In summary, the authors are saying the complete opposite of "human intervention".
While the analyses above suggest that SARS-CoV-2 may bind human ACE2
with high affinity, computational analyses predict that the
interaction is not ideal and that the RBD sequence is different from
those shown in SARS-CoV to be optimal for receptor binding.
The interaction with ACE2 is taking place on the Spike protein (S) in both COVID-19 and SARS-Cov. The S protein is very different between COVID-19 and SARS both in terms of sequence and COVID-19 includes an additional furin cleavage site, meaning structurally it is quite distinct. The "computational analysis predicts" is difficult because there is no crystal structure for COVID-19 S protein therefore modelling ligand binding is essentially guess work, particularly as it comprises an additional (furin) cleaved domain. What the authors appear to conclude is that they cannot map ACE2-Spike binding of COVID-19 using an established SARS S protein structure. I assume they are homology modelling SARS-CoV onto COVID-19 S protein sequence data. In my personal opinion there is no way to homology model an additional furin protease cleavage site (furin is a host protease) so it would be difficult for "good fit" to occur, but it is just my opinion and the authors may have established methods to overcome this notable limitation, e.g. similar phenomena occur in influenza.
Thus, the high-affinity binding of the SARS-CoV-2 spike protein to
human ACE2 is most likely the result of natural selection..
Their conclusion of "natural selection" is not strictly accurate and should be "Darwinian positive selection", but its a small issue. What they are saying is Darwinian adaptation has occurred as opposed to "purifying selection, i.e. conservation. Thus they are definitely excluding human intervention because that is not "natural selection"
Furthermore, if genetic manipulation had been performed, one of the
several reverse-genetic systems available for betacoronaviruses would
probably have been used
They appear to be saying that if a synthetic virus was constructed it would be created using an established reverse genetics system, and all those produced to date look nothing like COVID-19.

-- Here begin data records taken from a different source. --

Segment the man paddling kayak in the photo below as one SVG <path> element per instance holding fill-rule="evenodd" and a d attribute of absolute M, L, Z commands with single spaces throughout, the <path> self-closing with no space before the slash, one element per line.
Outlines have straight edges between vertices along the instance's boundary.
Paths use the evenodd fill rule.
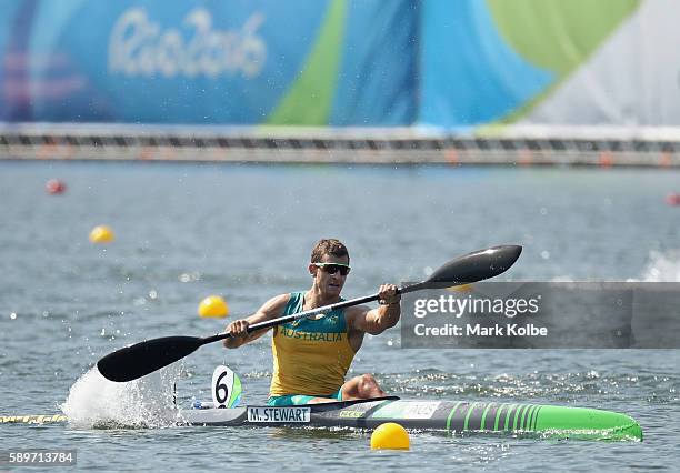
<path fill-rule="evenodd" d="M 350 272 L 347 248 L 338 240 L 321 240 L 313 248 L 308 266 L 313 278 L 308 291 L 277 295 L 253 315 L 227 326 L 233 338 L 224 346 L 237 349 L 262 336 L 269 329 L 248 333 L 259 322 L 341 301 L 340 292 Z M 269 405 L 298 405 L 369 399 L 384 395 L 371 374 L 344 376 L 361 348 L 363 335 L 377 335 L 394 326 L 401 314 L 397 286 L 382 284 L 380 306 L 359 305 L 323 315 L 296 320 L 273 328 L 273 378 Z"/>

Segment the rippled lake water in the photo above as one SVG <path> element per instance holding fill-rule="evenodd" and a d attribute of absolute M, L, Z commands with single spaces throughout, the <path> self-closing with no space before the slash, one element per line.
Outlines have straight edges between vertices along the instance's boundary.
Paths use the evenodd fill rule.
<path fill-rule="evenodd" d="M 50 178 L 67 192 L 48 195 Z M 320 238 L 350 249 L 346 296 L 420 280 L 428 268 L 500 243 L 524 246 L 500 280 L 678 281 L 680 208 L 663 199 L 680 191 L 679 178 L 574 168 L 0 162 L 1 415 L 59 412 L 77 380 L 126 344 L 220 331 L 224 321 L 196 315 L 206 295 L 222 294 L 234 318 L 307 289 Z M 88 234 L 101 223 L 117 239 L 92 245 Z M 127 471 L 674 470 L 680 460 L 678 351 L 399 344 L 398 329 L 369 338 L 352 372 L 374 373 L 402 397 L 620 411 L 641 423 L 644 442 L 421 433 L 410 452 L 371 452 L 362 432 L 4 424 L 1 449 L 76 449 L 80 469 Z M 241 375 L 246 402 L 266 399 L 268 338 L 187 358 L 179 403 L 209 399 L 212 368 L 224 362 Z M 106 389 L 91 382 L 70 409 L 99 415 Z"/>

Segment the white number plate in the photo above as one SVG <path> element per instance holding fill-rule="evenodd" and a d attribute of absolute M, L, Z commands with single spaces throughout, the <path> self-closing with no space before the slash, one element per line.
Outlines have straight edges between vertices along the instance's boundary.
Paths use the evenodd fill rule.
<path fill-rule="evenodd" d="M 309 422 L 309 407 L 248 407 L 248 422 L 290 423 Z"/>

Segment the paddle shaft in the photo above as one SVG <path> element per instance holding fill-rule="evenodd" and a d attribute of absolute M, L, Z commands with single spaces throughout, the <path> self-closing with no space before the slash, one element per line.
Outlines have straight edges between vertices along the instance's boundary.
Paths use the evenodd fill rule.
<path fill-rule="evenodd" d="M 522 248 L 518 245 L 502 245 L 468 253 L 447 262 L 430 274 L 428 280 L 398 289 L 397 292 L 403 294 L 422 289 L 450 288 L 493 278 L 508 270 L 517 261 L 521 251 Z M 378 294 L 372 294 L 297 314 L 280 316 L 250 325 L 248 333 L 269 329 L 297 319 L 377 301 L 378 299 Z M 193 353 L 199 346 L 231 336 L 231 333 L 227 332 L 208 338 L 163 336 L 147 340 L 146 342 L 109 353 L 97 362 L 97 368 L 108 380 L 118 382 L 132 381 Z"/>
<path fill-rule="evenodd" d="M 398 294 L 403 294 L 403 293 L 407 293 L 407 292 L 417 291 L 423 284 L 424 283 L 419 282 L 417 284 L 407 285 L 406 288 L 399 288 L 399 289 L 397 289 L 397 293 Z M 378 293 L 376 293 L 376 294 L 371 294 L 371 295 L 366 295 L 363 298 L 357 298 L 357 299 L 350 299 L 348 301 L 336 302 L 334 304 L 323 305 L 322 308 L 310 309 L 309 311 L 298 312 L 297 314 L 283 315 L 283 316 L 280 316 L 280 318 L 277 318 L 277 319 L 268 320 L 266 322 L 253 323 L 252 325 L 248 326 L 248 333 L 252 333 L 252 332 L 256 332 L 256 331 L 262 330 L 262 329 L 271 329 L 272 326 L 277 326 L 277 325 L 281 325 L 283 323 L 292 322 L 293 320 L 302 319 L 302 318 L 306 318 L 306 316 L 318 315 L 318 314 L 322 314 L 322 313 L 327 313 L 327 312 L 332 312 L 332 311 L 338 310 L 338 309 L 346 309 L 346 308 L 351 308 L 351 306 L 354 306 L 354 305 L 364 304 L 364 303 L 368 303 L 368 302 L 373 302 L 373 301 L 377 301 L 379 299 L 380 299 L 380 296 L 378 295 Z M 218 334 L 212 335 L 212 336 L 206 336 L 206 338 L 201 339 L 200 345 L 204 345 L 204 344 L 208 344 L 208 343 L 217 342 L 218 340 L 230 339 L 231 336 L 232 335 L 231 335 L 230 332 L 218 333 Z"/>

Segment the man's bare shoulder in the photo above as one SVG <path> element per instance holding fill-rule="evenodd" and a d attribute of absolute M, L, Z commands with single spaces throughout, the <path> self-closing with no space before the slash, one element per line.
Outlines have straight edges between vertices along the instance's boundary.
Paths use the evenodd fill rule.
<path fill-rule="evenodd" d="M 279 294 L 264 302 L 258 312 L 263 312 L 268 315 L 280 315 L 290 301 L 290 294 Z"/>
<path fill-rule="evenodd" d="M 368 305 L 354 305 L 353 308 L 347 308 L 344 310 L 344 319 L 352 326 L 356 328 L 354 323 L 358 319 L 366 318 L 366 314 L 371 310 Z"/>

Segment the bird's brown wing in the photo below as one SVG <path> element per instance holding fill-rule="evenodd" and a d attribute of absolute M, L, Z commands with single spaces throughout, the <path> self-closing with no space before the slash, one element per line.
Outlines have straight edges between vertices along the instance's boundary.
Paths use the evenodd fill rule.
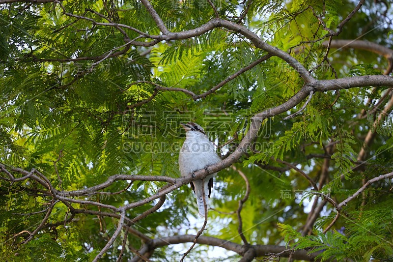
<path fill-rule="evenodd" d="M 213 177 L 209 179 L 209 182 L 207 183 L 207 187 L 209 188 L 209 197 L 210 197 L 210 194 L 212 193 L 212 188 L 213 188 Z"/>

The phylogenetics argument is always a stronger argument than either of the above (although my opinion isn't entirely objective). Phylogeneticists have had a long history in opposing conspiracy theories, e.g. polio vaccination, HIV and the list goes on, so it is much more natural territory. An example of such an argument is here which @terdon helpfully pointed out.
To address the questions of @Hans
- Purifying selection = any evolutionary change is deleterious, so the virus is less able to transmit between humans. The vast majority of mutations are deleterious in classical Darwinian thinking*
- Adaptation = the amino acid change occurs to ensure the virus is better able to transmit between humans. In phylogenetics this is called 'positive selection' which is detected at a nucleotide level, this is however a very stringest test.
*, There is something called nearly neutral theory, but thats just complicated
What we are talking about is a virus infectious clone system. For a 30kb virus this would not be trival at all, but I agree for 10kb viruses it much easier. However, the phylogenetics are opposed to this, because SARS-CoV-2 is 5% divergent from a virus (RaTG13) isolated a long time before the current epidemic. You can't just engineer a virus that is 5% divergent from a bat virus across the entire genome and never been seen before. It would be a work of genius the likes we have never seen using bioinformatics as yet unheard of, because what would happen is you would encounter endless deleterious mutations. Even if you got over all those, how do you know what fitness traits you are aiming for?
This level of change is doable by serial passage of the virus, but this leads to attenuation of virus (less dangerous) not increased fitness. The yellow fever virus vaccine was created in this way. Even if a virus had been serially passaged we could tell, because we know the mutational patterns of other serially passaged viruses.